When the mother and father were gone, Will brought the whisky in from the forge and the clan had a meeting in the kitchen with whisky passed around in round-bottomed jelly glasses. The mothers crept to the bedrooms to see that the children were covered and then came back. They all spoke softly, not to disturb the children and the old people. There were Tom and Dessie, George and his pretty Mamie, who had been a Dempsey, Mollie and William J. Martin, Olive and Ernest Steinbeck, Will and his Deila.
They all wanted to say the same thing—all ten of them. Samuel was ah old man. It was as startling a discovery as the sudden seeing of a ghost. Somehow they had not believed it could happen. They drank their whisky and talked softly of the new thought.
His shoulders—did you see how they slump? And there’s no spring in his step.
His toes drag a little, but it’s not that—it’s in his eyes. His eyes are old.
He never would go to bed until last.
Did you notice he forgot what he was saying right in the middle of a story?
It’s his skin told me. It’s gone wrinkled, and the backs of his hands have turned transparent.
He favors his right leg.
Yes, but that’s the one the horse broke.
I know, but he never favored it before.
They said these things in outrage. This can’t happen, they were saying. Father can’t be an old man. Samuel is young as the dawn—the perpetual dawn.
He might get old as midday maybe, but sweet God! the evening cannot come, and the night—? Sweet God, no!
It was natural that their minds leaped on and recoiled, and they would not speak of that, but their minds said, There can’t be any world without Samuel.
How could we think about anything without knowing what he thought about it?
What would the spring be like, or Christmas, or rain? There couldn’t be a Christmas.
Their minds shrank away from such thinking and they looked for a victim—someone to hurt because they were hurt. They turned on Tom.
You were here. You’ve been here all along!
How did this happen? When did it happen?
Who did this to him?
Have you by any chance done this with your craziness?
And Tom could stand it because he had been with it. “It was Una,” he said hoarsely. “He couldn’t get over Una. He told me how a man, a real man, had no right to let sorrow destroy him. He told me again and again how I must believe that time would take care of it. He said it so often that I knew he was losing.”

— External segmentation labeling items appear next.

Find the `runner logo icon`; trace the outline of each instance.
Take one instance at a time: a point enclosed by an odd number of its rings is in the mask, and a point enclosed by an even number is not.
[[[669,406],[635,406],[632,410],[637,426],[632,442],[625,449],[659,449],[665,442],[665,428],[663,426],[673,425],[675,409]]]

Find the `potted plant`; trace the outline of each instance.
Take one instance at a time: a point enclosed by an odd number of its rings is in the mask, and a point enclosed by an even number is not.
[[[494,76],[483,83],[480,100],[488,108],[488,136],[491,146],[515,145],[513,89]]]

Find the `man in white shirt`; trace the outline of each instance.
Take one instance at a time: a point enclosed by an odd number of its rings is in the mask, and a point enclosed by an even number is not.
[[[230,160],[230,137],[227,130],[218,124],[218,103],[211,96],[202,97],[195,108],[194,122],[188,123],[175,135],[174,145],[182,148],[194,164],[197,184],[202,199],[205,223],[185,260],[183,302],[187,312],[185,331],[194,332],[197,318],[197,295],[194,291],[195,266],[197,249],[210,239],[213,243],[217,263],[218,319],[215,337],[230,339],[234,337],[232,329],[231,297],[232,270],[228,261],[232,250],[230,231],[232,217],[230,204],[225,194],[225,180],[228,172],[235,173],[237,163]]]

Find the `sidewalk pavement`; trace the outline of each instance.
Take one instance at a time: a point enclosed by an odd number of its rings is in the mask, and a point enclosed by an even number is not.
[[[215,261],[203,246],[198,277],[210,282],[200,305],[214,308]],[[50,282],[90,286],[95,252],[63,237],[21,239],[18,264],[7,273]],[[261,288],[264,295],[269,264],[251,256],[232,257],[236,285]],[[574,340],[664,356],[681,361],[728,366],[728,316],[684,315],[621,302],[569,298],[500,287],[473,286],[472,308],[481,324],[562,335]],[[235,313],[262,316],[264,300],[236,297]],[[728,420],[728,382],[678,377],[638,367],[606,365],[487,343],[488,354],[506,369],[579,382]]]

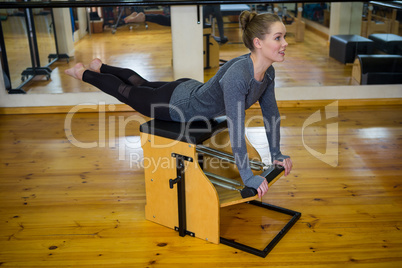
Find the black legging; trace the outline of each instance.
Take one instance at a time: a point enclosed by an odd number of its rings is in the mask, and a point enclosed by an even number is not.
[[[101,73],[86,70],[82,81],[96,86],[139,113],[171,121],[169,101],[173,90],[187,78],[173,82],[149,82],[133,70],[103,64]]]

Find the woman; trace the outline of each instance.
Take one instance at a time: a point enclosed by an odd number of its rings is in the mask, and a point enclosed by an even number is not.
[[[85,69],[78,63],[66,70],[68,75],[90,83],[116,97],[143,115],[162,120],[188,121],[194,117],[214,118],[226,115],[236,165],[244,184],[257,189],[259,197],[268,191],[268,183],[254,176],[248,161],[245,141],[245,110],[259,101],[271,158],[292,169],[289,156],[279,148],[280,115],[275,99],[274,62],[282,62],[288,43],[286,28],[273,14],[242,12],[243,42],[250,53],[225,63],[205,84],[193,79],[173,82],[149,82],[129,69],[103,64],[95,59]]]

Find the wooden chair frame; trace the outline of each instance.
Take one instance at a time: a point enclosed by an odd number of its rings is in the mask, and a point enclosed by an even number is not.
[[[176,126],[169,127],[169,125]],[[145,164],[146,219],[177,230],[180,236],[190,235],[265,257],[301,214],[256,201],[258,195],[243,198],[240,190],[231,191],[211,183],[204,173],[211,169],[206,163],[201,162],[203,154],[197,152],[197,146],[211,135],[217,134],[219,128],[224,129],[226,121],[222,121],[212,129],[209,128],[207,135],[197,129],[197,133],[201,133],[202,136],[200,139],[194,138],[191,134],[178,135],[179,138],[176,139],[177,132],[174,129],[181,129],[178,125],[180,123],[152,120],[141,126],[144,159],[148,163]],[[162,129],[163,133],[154,133],[157,128]],[[269,184],[273,184],[282,173],[283,168],[271,167],[264,174]],[[245,202],[292,216],[263,250],[220,237],[220,209]]]

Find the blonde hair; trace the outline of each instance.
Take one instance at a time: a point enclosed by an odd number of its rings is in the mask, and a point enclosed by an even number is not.
[[[275,22],[282,22],[281,18],[276,14],[243,11],[240,14],[240,25],[243,30],[243,43],[250,49],[254,50],[253,40],[258,38],[263,40],[266,34],[270,33],[271,26]]]

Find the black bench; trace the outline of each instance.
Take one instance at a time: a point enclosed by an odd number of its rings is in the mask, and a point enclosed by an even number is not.
[[[374,47],[387,54],[402,55],[402,37],[396,34],[371,34]]]
[[[345,63],[353,63],[358,54],[372,54],[374,42],[358,35],[333,35],[329,44],[329,56]]]
[[[402,84],[402,56],[358,55],[361,84]]]

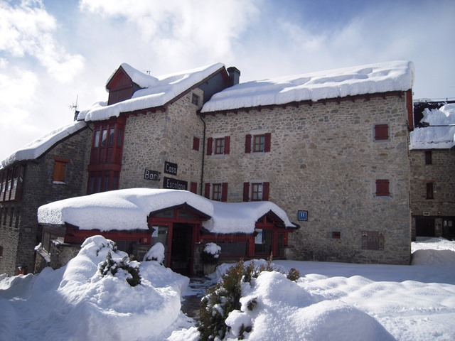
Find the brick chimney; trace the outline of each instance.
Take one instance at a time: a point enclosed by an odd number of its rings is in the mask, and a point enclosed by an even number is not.
[[[229,73],[229,78],[230,79],[230,86],[239,84],[240,80],[240,70],[235,66],[228,67],[228,73]]]

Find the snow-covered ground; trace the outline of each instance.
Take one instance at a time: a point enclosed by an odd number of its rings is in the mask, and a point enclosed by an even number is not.
[[[102,277],[97,264],[110,249],[103,239],[89,241],[65,268],[0,275],[0,340],[198,340],[180,311],[181,295],[194,293],[188,279],[156,261],[139,264],[139,286],[125,274]],[[412,251],[411,266],[276,261],[301,277],[262,273],[244,284],[244,305],[257,304],[231,313],[230,337],[243,322],[252,340],[455,340],[455,242],[422,240]]]

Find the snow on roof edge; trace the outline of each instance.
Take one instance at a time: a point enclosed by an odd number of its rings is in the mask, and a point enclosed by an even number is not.
[[[203,226],[213,233],[252,233],[256,221],[272,210],[289,228],[284,211],[272,202],[215,202],[186,190],[129,188],[65,199],[40,207],[40,224],[68,223],[80,229],[148,229],[151,212],[187,205],[211,217]],[[235,212],[235,214],[233,214]]]
[[[201,112],[215,112],[292,102],[407,91],[414,81],[408,60],[368,64],[240,83],[215,94]]]
[[[3,160],[0,163],[0,170],[4,169],[16,162],[38,158],[56,144],[80,131],[86,126],[87,124],[84,121],[74,121],[32,141]]]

“Why didn’t you tell us? Maybe we could have done something.”
Tom leaped up, violent and cringing. “Goddam it! What was there to tell? That he was dying of sorrow? That the marrow had melted out of his bones? What was there to tell? You weren’t here. I had to look at it and see his eyes die down—goddam it.” Tom went out of the room and they heard his clodhopper feet knocking on the flinty ground outside.
They were ashamed. Will Martin said, “I’ll go out and bring him back.”
“Don’t do it,” George said quickly, and the blood kin nodded. “Don’t do it. Let him alone. We know him from the insides of ourselves.”
In a little while Tom came back. “I want to apologize,” he said. “I’m very sorry. Maybe I’m a little drunk. Father calls it ‘jolly’ when I do it. One night I rode home”—it was a confession—”and I came staggering across the yard and I fell into the rosebush and crawled up the stairs on my hands and knees and I was sick on the floor beside my bed. In the morning I tried to tell him I was sorry, and do you know what he said? ‘Why, Tom, you were just jolly.’ ‘Jolly,’ if I did it. A drunken man didn’t crawl home. Just jolly.”
George stopped the crazy flow of talk. “We want to apologize to you, Tom,” he said. “Why, we sounded as though we were blaming you and we didn’t mean to. Or maybe we did mean to. And we’re sorry.”
Will Martin said realistically, “It’s too hard a life here. Why don’t we get him to sell out and move to town? He could have a long and happy life. Mollie and I would like them to come and live with us.”